Whitespace refers to blank spaces in your code, whether that’s within lines, or between them (see examples below). Unlike some other programming languages, R (mostly) doesn’t care about whitespace. So, technically, you can put it wherever you want.

This means that this code will work:

iris %>% 
  mutate(sepal_length_mm = Sepal.Length * 100) %>% 
  summarise(sepal_length_mm = mean(sepal_length_mm), .by = Species)

     Species sepal_length_mm
1     setosa           500.6
2 versicolor           593.6
3  virginica           658.8

… and so will this:

iris%>%mutate(sepal_length_mm=Sepal.Length*100)%>%summarise(sepal_length_mm=mean(sepal_length_mm),.by=Species)

     Species sepal_length_mm
1     setosa           500.6
2 versicolor           593.6
3  virginica           658.8

… and also this:

iris %>% 
  mutate(
             sepal_length_mm = Sepal.Length * 
               100) %>% 
  summarise(
    
    
    
    sepal_length_mm = mean(
      
      
      sepal_length_mm), 
    
    
    
    .by = Species
    
    
    )

     Species sepal_length_mm
1     setosa           500.6
2 versicolor           593.6
3  virginica           658.8

Needless to say, the second and the third example are not recommended (mildly put). This is just to emphasize that R really does not care about your whitespace.

The assignment operator

If you have experience with other programming languages, you might find the assignment operator <- a bit weird. Many other languages use = to assign variables, i.e., my_var = 2 instead of my_var <- 2. In R, it is possible to use = instead of <-. In the vast majority of scenarios, you will achieve the same results. There are subtle and rather technical details between = and <-; if you are interested, here is a discussion on Stack Overflow about the topic. Within the R community, the use of = for assigning variables is discouraged. By convention, the majority of R programmers uses <-. Note that the shortcut for inserting <- is alt + -, which will make your life a lot easier in the long run.

Also note that the <- operator is only used for assigning variables - for arguments within functions (e.g., mean(c(1, 10, 2), na.rm = TRUE)) or within pipes (e.g., iris %>% mutate(new_col = Sepal.Length * 100)), = is the correct operator.

In this workshop

This workshop follows the tidyverse style guide - however, we sometimes deviate from it to e.g. shorten code that would otherwise not fit on the slides, or to make it easier to highlight certain important lines of code.

Managing different versions

In the installation guide, we briefly talked about R and its packages changing constantly.
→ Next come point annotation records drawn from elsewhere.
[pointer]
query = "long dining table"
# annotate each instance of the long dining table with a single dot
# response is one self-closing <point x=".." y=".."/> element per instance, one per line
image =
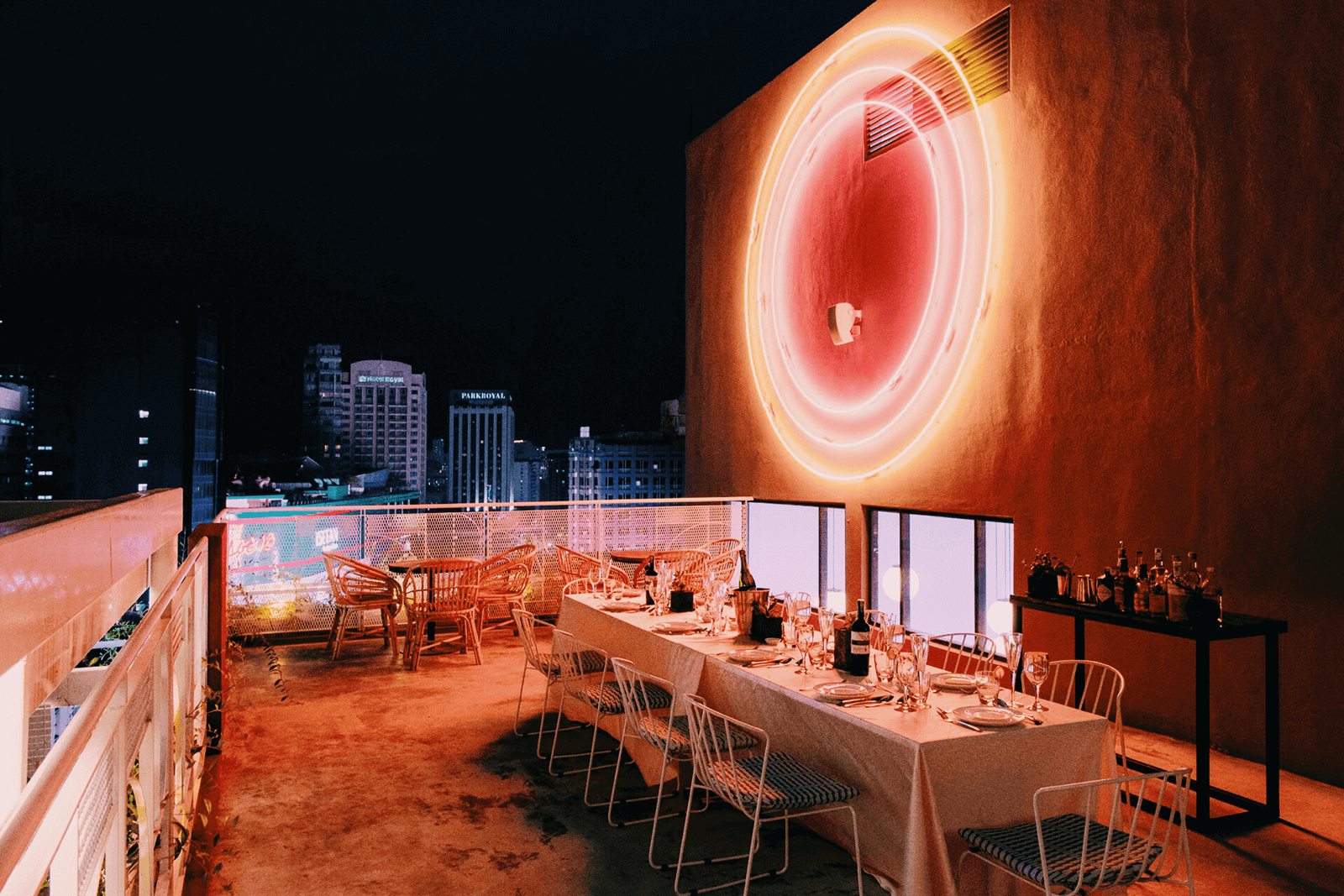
<point x="920" y="778"/>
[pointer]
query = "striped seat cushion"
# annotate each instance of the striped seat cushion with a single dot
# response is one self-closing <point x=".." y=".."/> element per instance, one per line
<point x="1016" y="848"/>
<point x="675" y="734"/>
<point x="591" y="663"/>
<point x="606" y="698"/>
<point x="788" y="786"/>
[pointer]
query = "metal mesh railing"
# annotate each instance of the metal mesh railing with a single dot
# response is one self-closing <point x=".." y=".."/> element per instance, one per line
<point x="277" y="582"/>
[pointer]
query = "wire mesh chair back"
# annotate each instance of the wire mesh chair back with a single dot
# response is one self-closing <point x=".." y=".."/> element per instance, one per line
<point x="526" y="624"/>
<point x="644" y="699"/>
<point x="689" y="563"/>
<point x="965" y="652"/>
<point x="443" y="586"/>
<point x="1119" y="846"/>
<point x="1092" y="687"/>
<point x="716" y="754"/>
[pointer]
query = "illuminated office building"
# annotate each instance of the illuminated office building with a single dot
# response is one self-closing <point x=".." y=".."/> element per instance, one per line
<point x="386" y="419"/>
<point x="480" y="448"/>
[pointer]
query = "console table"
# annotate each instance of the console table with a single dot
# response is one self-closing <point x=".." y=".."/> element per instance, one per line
<point x="1233" y="626"/>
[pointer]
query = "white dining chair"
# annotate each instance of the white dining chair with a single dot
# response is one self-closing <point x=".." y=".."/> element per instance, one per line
<point x="761" y="785"/>
<point x="1086" y="837"/>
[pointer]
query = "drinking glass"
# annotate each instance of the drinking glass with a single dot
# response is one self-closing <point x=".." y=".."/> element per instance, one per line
<point x="906" y="678"/>
<point x="987" y="684"/>
<point x="1038" y="669"/>
<point x="827" y="625"/>
<point x="1012" y="653"/>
Sometimes, new versions of software can lead to different results, which we generally do not want for our old analyses (which are e.g. tied to publications). There are ways how to manage several R versions or older R package versions, but those will not be covered here, because that would be enough material for at least two workshops. If you want to read about the topic, a rather lightweight alternative for managing different package versions is renv. Another pretty common tool to manage software and package versions is Docker - but it takes time to master it. This tutorial might be a good start.

Fun trivia

While we’re here:

Each R version is named after Peanuts comic strips/films. If you run R.version in the console, you’ll find a “nickname”. E.g. for 4.4.1, it’s “Race for Your Life”, a 1977 film.
Ever wondered why the function head() shows you exactly six entries (elements in a vector, rows in a data frame …)? Not an “obvious” number like five, or ten? Well, it’s basically: “You can cover my homework, but don’t make it seem too obvious.” As Patrick Burns, the author of the function, said: “I came upon ‘head’ and ‘tail’ at one of my clients. That implementation had n = 5. I didn’t think there would ever be an issue regarding ownership of the code, but I changed to 6 just to help if there were a conflict.” (see this discussion).